Thu, Jul 16, 2020


Business, Banking & Finance
HNWs in UAE keen on green investments


Affluent and high-net-worth (HNW) investors in the UAE are still keen on green and sustainable investments amidst Covid-19 pandemic, finds a survey.

Standard Chartered Private Bank’s Sustainable Investing Review 2020 highlights the resilience of investor interest in sustainable investments amidst market disruptions due to Covid-19.

As many as 90 per cent of investors surveyed said they are interested in sustainable investments, with 42 per cent planning to invest 5 to 15 per cent of their funds in sustainable investments over the next three years.

Affluent and HNW investors in the UAE, which has the highest number of affluent investors and whose wealth is largely salary-based, are keen to capitalise on green and sustainable opportunities. Here, 72 per cent of potential investors indicated they are highly interested in the possibilities presented by sustainable investing. This interest was matched by 39 per cent of UAE investors expressing an interest in allocating 15 to 25 per cent of their funds to sustainable investments within the next three years, the survey says.

The private bank’s third annual survey covered around 1,000 investors with a specific focus on affluent and high net worth (HNW) investors in Hong Kong, Singapore, the UAE and the UK.

Investors’ SDG priorities

The effect of the pandemic is clearly reflected in this year’s findings which highlighted investors’ focus on areas that build resilience against future crises. Nearly 50 per cent rated the United Nations (UN) Sustainable Development Goals (SDGs) of Clean Water and Sanitation and Good Health and Well-being as being of higher importance. This is followed by 43 per cent of investors indicating Climate Action as more important, which edged ahead of Quality Education and Zero Hunger, both at 40 per cent.

The survey reveals that investors in the UAE also had a higher degree of apprehension compared to Asian investors, as well as a need for increased knowledge about terminology, for instance, UAE investors were the least familiar with low carbon investing.

Facilitating interests and removing barriers

Consistent with previous studies, this year’s survey shows that investors lack knowledge about how to meet social and impact goals that are of interest to them. This continues to impede investors who want to make sustainable investments. Banks play a critical role in providing essential guidance to clients to unlock the growing momentum for sustainable investing. Besides the lack of knowledge, the other top barriers to investment in this segment are apprehension, and lack of motivation and advice.

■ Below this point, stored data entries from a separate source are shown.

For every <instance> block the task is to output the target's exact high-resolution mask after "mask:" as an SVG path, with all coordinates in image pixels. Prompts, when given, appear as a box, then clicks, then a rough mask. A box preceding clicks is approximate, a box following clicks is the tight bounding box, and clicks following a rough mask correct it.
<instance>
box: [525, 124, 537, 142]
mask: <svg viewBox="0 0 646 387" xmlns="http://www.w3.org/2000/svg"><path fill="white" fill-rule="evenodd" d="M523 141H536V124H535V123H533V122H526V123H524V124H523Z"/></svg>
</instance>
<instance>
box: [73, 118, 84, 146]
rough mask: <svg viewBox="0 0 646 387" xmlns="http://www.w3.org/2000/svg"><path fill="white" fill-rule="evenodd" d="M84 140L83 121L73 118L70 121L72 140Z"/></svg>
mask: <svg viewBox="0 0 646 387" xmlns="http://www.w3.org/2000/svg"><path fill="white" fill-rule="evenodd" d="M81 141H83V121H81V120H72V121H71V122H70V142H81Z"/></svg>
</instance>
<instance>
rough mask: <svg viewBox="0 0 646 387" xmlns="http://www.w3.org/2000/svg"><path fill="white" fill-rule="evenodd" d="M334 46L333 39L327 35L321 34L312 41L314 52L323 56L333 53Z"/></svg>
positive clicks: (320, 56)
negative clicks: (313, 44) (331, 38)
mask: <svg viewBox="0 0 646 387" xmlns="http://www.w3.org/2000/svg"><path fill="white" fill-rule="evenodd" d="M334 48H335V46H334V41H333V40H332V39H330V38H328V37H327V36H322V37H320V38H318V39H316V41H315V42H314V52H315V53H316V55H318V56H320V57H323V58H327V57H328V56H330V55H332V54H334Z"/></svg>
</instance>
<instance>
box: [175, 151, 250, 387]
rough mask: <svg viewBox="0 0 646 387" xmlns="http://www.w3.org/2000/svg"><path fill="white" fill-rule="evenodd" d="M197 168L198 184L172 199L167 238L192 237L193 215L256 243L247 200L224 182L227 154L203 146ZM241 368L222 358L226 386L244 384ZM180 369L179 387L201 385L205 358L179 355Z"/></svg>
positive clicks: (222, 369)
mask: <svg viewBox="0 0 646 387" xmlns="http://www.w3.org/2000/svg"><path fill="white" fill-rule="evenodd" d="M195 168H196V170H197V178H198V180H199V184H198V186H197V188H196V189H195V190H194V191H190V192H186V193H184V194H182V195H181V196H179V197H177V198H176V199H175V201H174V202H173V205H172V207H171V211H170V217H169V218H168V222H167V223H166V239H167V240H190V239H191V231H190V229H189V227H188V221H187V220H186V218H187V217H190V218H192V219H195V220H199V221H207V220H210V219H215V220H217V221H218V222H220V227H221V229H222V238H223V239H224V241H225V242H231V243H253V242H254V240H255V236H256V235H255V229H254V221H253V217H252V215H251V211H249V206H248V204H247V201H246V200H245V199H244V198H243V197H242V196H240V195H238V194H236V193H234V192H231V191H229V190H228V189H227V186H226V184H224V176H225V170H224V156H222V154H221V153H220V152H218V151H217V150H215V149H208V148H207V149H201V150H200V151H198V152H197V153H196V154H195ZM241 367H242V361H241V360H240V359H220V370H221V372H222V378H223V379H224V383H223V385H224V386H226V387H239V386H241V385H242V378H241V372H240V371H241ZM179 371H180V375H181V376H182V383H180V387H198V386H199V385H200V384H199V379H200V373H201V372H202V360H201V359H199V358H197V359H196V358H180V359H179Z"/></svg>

Personality influences investment approach

The survey identifies five investor personality types – Optimisers, Impact Believers, Cautious, Resistant and Apathetic – that influence sustainable investing decisions. Of these, the Impact Believers stand out with their high interest in sustainable investing and low apprehension towards such investments. In the UAE, which has the highest number of affluent investors and whose wealth is largely salary-based, Optimisers and Cautious are equally common.

This finding is consistent with our earlier Investor Personality Study 2020 which underpins our approach to serving clients. By identifying the needs of individual investors based on their personality type, we can offer customised advice to help clients achieve better investment outcomes and avoid pitfalls, particularly during times of market uncertainty.

Investor interests vary across geographies

The report also highlights differences among investors across geographies, reinforcing how cultural nuances and local market experiences, among others, can influence investor personalities and their corresponding investment approaches.

An interesting nuance shows up in preferences for SDGs among the affluent and HNW investors. While this group of investors shows little distinct preferences for any SDGs, small relative spikes of specific interest is observed with Good health and well-being and Climate Action edging above the others.

Investors from different regions, have differing views on which of the SDGs are of higher importance, for instance, those in Hong Kong favour Climate Action and those in the UAE care more about Quality Education.

In relation to investors’ consideration for further investments, the report reveals that affluent and HNW investors are generally willing to consider allocating funds towards sustainable investments, regardless of whether they have previous experience in making such investments.

“Naushid Mithani, Head of Global South Asian Community, Europe, Middle East and Africa and Private Bank Head UAE, Standard Chartered, said: “While interest in sustainable investing continues to grow in the UAE, there is more scope for enhancing the knowledge and participation in sustainable finance among the affluent and the high net worth individuals. Those already invested in sustainable investments were also most likely to continue to increase their wallet share.

“As an international bank deeply rooted in the UAE, we have a critical role to play in supporting to increase knowledge, participate and facilitate our clients’ sustainable investing journey and ambitions. Knowing how clients’ investor personalities influence their investment approach allows us to help unlock any barriers. This is where our Impact Philosophy is useful in giving clients a structured framework to identify environmental and social causes that matter to them, as well as to understand the risks and returns of potential opportunities.”